At their Feb. 12 meeting, council members gave final approval to the Relocation Assistance for Displaced Tenants Ordinance. Under the new ordinance, if City inspectors find serious code violations that make the housing unsafe for tenants to live in, the unit is vacated, and the landlord has to pay for relocation assistance for the displaced tenants. That means landlords will have to reimburse the City for the costs related to placing tenants in temporary housing, like a motel, or placing them in more long-term housing. If the renter is at fault for the unit being vacated, the landlord doesn’t have to pay. But it’s up to the City to determine which side is at fault.

Over the past year, the City has seen an increase in renters being displaced due to unsafe living conditions at no fault of their own. This is usually due to a long list of violations at each location, such as exposed electrical wiring, unsanitary conditions, or no access to heat. Being abruptly vacated from housing is known to create financial hardships for tenants and may result in homelessness. Wanting to make sure these residents are not homeless, City staff often spend time and resources making sure they have a safe place to go. Before the ordinance, there was no way to insure landlords reimbursed the City for these costs.

This new protection is believed to be the first of its kind for a municipality in Michigan.
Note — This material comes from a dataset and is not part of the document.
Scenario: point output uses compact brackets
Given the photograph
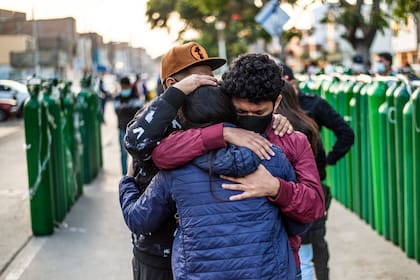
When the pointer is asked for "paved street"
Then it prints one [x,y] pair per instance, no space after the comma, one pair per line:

Mayor Derek Dobies supported the new ordinance and says he is satisfied to see it becoming law. “Those landlords who do not properly maintain rental properties and allow units to become dangerous to live in should bear the responsibility of their neglect,” Dobies said. The mayor says he recognizes that there a lot of good landlords in Jackson who take care of their properties. “Only landlords who allow properties to fall into serious disrepair will be impacted by this ordinance,” Dobies said.  

Fifth Ward Councilmember Kelsey Heck also supported the ordinance and hopes it will encourage tenants to come forward when there is a serious problem. She says with a high population of renters in the City, it’s important that protections are in place. “This ordinance is all about giving people power who may not have it, and holding people in power accountable,” Heck said.

The new ordinance takes effect Tuesday, March 12.